Another effort by the Japanese, to hook electric power back up to the plant, only began on Thursday and was likely to take several days to complete — and even then it was unclear how the cooling systems, in reactor buildings battered by the tsunami and then torn apart by hydrogen explosions, would work, if at all.
“What you are seeing are desperate efforts — just throwing everything at it in hopes something will work,” said one American official with long nuclear experience, who would not speak for attribution. “Right now this is more prayer than plan.”
After a day in which American and Japanese officials had radically different assessments of the danger of what is spewing from the plants, the two governments attempted Thursday to join forces. Experts met in Tokyo to compare notes. The United States, with Japanese permission, began to put the intelligence-collection aircraft over the site, in hopes of gaining a view for Washington as well as its allies in Tokyo that did not rely on the announcements of officials from the Tokyo Electric Power Company. Officials say they suspect that company has consistently underestimated the risk and moved too slowing to contain the damage.
Aircraft normally used to monitor North Korea’s nuclear weapons activities — a Global Hawk drone and U-2 spy planes — were flying missions over the reactor, trying to help the Japanese government map out its response to the quake, the tsunami and now the nuclear disaster.
President Obama made an unscheduled stop at the Japanese Embassy to sign a condolence book, writing, "My heart goes out to the people of Japan during this enormous tragedy.” He added: “Because of the strength and wisdom of its people, we know that Japan will recover, and indeed will emerge stronger than ever.”

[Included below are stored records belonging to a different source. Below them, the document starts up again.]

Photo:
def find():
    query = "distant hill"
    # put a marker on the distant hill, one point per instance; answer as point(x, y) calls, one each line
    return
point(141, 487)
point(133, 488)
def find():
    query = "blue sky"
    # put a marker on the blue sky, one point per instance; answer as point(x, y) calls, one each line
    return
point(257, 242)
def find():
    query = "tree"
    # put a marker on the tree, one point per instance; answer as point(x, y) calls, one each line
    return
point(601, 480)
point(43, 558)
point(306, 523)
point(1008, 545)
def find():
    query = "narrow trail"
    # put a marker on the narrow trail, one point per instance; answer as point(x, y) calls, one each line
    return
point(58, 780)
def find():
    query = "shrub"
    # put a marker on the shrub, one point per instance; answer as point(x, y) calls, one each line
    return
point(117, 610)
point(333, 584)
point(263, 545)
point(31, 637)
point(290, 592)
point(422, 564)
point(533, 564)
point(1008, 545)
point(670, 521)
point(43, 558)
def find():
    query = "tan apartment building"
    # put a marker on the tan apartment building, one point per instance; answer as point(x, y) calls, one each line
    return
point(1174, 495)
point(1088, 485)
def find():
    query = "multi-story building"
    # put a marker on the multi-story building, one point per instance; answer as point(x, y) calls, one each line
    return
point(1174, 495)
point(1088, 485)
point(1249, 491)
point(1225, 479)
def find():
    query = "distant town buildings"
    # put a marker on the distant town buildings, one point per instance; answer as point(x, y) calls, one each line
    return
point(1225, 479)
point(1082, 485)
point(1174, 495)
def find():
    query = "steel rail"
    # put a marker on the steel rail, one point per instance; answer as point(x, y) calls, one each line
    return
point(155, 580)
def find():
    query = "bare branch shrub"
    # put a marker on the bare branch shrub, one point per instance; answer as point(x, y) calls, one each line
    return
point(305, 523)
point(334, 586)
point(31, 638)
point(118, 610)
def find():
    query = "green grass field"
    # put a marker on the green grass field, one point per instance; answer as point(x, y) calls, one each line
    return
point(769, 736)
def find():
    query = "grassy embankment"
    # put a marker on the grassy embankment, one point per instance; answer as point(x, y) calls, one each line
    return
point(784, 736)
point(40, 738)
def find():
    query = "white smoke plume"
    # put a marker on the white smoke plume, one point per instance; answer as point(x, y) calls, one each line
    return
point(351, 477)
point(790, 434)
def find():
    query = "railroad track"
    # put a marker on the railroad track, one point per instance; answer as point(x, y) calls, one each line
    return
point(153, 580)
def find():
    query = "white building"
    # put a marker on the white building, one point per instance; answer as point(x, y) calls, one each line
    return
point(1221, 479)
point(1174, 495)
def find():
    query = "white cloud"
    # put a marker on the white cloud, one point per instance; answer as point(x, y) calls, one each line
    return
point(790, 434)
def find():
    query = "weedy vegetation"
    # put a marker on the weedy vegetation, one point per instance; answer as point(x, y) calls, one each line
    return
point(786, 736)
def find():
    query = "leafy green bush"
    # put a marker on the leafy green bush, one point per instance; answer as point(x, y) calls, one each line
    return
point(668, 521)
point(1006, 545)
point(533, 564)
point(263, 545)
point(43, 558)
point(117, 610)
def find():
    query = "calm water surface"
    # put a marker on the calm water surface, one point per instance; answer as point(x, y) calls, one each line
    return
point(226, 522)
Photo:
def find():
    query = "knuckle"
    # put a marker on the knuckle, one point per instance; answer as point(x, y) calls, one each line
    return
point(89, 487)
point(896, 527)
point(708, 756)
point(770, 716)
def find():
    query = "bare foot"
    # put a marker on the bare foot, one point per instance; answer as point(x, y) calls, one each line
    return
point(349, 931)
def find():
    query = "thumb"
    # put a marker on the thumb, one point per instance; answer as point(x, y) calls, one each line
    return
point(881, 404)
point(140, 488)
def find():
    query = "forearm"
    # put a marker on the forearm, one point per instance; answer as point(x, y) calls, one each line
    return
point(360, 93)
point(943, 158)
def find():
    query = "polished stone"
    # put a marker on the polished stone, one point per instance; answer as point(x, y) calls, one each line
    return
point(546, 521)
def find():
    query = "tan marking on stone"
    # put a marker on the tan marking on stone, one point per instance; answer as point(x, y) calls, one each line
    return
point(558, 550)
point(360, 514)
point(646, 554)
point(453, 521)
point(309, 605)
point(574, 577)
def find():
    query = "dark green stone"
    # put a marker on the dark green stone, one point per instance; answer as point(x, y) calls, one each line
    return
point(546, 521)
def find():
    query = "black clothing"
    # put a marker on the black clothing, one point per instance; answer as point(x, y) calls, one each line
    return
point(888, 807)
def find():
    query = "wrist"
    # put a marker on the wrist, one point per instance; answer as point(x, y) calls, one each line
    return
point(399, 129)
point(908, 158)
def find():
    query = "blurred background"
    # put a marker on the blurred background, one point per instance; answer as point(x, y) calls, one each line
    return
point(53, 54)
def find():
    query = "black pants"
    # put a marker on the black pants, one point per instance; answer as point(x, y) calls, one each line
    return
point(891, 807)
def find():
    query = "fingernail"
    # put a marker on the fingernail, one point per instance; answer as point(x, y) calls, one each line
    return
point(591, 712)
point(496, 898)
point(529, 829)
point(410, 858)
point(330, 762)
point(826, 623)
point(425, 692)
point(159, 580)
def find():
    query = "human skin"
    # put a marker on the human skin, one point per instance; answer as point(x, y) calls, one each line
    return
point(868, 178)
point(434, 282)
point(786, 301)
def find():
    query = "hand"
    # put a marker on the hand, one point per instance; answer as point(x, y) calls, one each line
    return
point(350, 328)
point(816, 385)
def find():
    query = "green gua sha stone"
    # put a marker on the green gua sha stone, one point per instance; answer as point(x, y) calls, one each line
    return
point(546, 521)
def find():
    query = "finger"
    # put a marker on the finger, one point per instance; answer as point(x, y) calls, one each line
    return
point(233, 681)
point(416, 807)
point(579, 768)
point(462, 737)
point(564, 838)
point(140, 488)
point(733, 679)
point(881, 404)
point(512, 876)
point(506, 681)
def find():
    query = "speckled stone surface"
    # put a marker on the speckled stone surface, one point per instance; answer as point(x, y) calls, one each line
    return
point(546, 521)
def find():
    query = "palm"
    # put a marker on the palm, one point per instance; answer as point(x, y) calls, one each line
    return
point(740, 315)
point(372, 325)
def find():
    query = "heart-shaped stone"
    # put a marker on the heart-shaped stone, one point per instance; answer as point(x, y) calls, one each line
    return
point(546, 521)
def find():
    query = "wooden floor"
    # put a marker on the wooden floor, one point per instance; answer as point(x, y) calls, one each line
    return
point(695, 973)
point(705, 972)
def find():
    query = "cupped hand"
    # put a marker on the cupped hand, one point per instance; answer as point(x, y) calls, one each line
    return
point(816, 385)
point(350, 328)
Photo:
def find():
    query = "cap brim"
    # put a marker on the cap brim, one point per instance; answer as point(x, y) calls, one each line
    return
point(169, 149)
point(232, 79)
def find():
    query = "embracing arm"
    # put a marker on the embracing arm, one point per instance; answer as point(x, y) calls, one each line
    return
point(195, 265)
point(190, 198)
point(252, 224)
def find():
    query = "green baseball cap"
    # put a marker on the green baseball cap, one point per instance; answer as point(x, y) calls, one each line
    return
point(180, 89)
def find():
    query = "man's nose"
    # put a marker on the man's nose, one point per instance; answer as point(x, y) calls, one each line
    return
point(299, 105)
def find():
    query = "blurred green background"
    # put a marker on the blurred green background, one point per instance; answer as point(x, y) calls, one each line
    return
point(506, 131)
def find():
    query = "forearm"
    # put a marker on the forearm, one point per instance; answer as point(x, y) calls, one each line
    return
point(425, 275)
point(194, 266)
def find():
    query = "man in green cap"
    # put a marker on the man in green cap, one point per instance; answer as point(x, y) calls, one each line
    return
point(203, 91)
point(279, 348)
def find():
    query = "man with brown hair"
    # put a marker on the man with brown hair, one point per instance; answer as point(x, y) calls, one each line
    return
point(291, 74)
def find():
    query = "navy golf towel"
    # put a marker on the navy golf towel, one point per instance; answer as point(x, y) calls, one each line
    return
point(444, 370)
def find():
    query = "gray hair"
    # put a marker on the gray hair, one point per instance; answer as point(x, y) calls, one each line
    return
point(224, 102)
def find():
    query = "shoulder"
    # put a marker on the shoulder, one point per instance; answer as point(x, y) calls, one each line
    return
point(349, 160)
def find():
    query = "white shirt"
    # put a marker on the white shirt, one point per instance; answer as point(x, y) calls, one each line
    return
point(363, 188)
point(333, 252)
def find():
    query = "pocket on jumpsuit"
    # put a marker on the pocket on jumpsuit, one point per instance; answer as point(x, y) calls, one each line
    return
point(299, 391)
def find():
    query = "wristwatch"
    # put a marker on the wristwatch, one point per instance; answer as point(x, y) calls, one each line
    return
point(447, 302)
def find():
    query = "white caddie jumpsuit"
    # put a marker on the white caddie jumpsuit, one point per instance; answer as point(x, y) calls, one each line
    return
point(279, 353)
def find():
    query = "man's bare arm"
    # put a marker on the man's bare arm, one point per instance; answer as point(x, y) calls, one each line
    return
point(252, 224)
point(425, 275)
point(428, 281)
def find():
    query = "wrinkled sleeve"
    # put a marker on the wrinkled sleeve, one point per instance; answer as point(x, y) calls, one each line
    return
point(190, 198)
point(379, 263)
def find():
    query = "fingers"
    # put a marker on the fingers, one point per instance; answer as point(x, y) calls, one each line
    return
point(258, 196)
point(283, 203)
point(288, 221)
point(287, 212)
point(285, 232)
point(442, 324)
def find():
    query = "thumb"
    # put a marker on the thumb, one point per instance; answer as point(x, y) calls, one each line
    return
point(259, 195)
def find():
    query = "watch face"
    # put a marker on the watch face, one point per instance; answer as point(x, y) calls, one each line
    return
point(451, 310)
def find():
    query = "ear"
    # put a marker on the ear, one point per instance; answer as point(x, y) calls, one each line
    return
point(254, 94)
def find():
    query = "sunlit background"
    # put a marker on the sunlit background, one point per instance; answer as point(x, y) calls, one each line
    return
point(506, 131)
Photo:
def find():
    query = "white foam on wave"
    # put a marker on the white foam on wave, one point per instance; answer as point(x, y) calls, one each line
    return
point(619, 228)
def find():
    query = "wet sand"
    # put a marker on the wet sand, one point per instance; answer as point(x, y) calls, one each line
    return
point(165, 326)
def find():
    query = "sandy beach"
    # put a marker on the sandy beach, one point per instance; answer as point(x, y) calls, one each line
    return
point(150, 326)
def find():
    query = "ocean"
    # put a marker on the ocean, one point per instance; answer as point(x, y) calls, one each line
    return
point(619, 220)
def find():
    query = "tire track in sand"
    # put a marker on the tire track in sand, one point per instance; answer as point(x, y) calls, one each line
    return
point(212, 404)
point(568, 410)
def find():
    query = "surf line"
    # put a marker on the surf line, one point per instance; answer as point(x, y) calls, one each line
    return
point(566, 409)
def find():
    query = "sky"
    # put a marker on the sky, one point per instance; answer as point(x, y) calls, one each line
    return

But before the recovery can begin, the nuclear plants must be brought under control. And so American officials were fixated on the temperature readings inside the three reactors that had been operating until the earthquake shut them down, and at the spent fuel pools, looking for any signs that they were decreasing. So far they saw none, but on the Web site of the International Atomic Energy Agency, the United Nations nuclear watchdog, it was clear that there were no readings at all from some critical areas. Part of the American effort, by satellites and aircraft, is to identify the hot-spots, something the Japanese have not been able to do in some cases.
Critical to that effort are the “pods” flown into Japan by the Air Force over the past day. Made for quick assessments of radiation emergencies, the Aerial Measuring System is an instrument pod that fits on a helicopter or fixed-wing aircraft to sample air and survey the land below. The information is used to produce colored maps of radiation exposure and contamination.
The sensors on the instrument pod are good at mapping radioactive isotopes, like Cesium-137, which has been detected around the stricken Japanese complex and has a half-life of 30 years. Its radiation can alter cellular function, leading to an increased risk of cancer.
Cesium-137 mixes easily with water and is chemically similar to potassium. It thus mimics how potassium gets metabolized in the body and can enter through many foods, including milk. Cesium gets widely distributed in the body and its concentrations are said to be higher in muscle tissues and lower in bones.
On Wednesday when the American Embassy in Tokyo, on advice from the Nuclear Regulatory Commission, told Americans to evacuate a radius of “approximately 50 miles” from the Fukushima plant, the recommendation was based on a specific calculation of risk of radioactive fallout in the affected area.
In a statement, the commission said the advice grew out of its assessment that projected radiation doses within the evacuation zone might exceed 1 rem to the body or 5 rem to the thyroid gland. It is extremely sensitive to Iodine-131 — another of the deadly radioactive byproducts of nuclear fuel that causes thyroid cancer.
A rem is a standard measure of radiation dose.
David E. Sanger reported from Washington and William J. Broad from New York.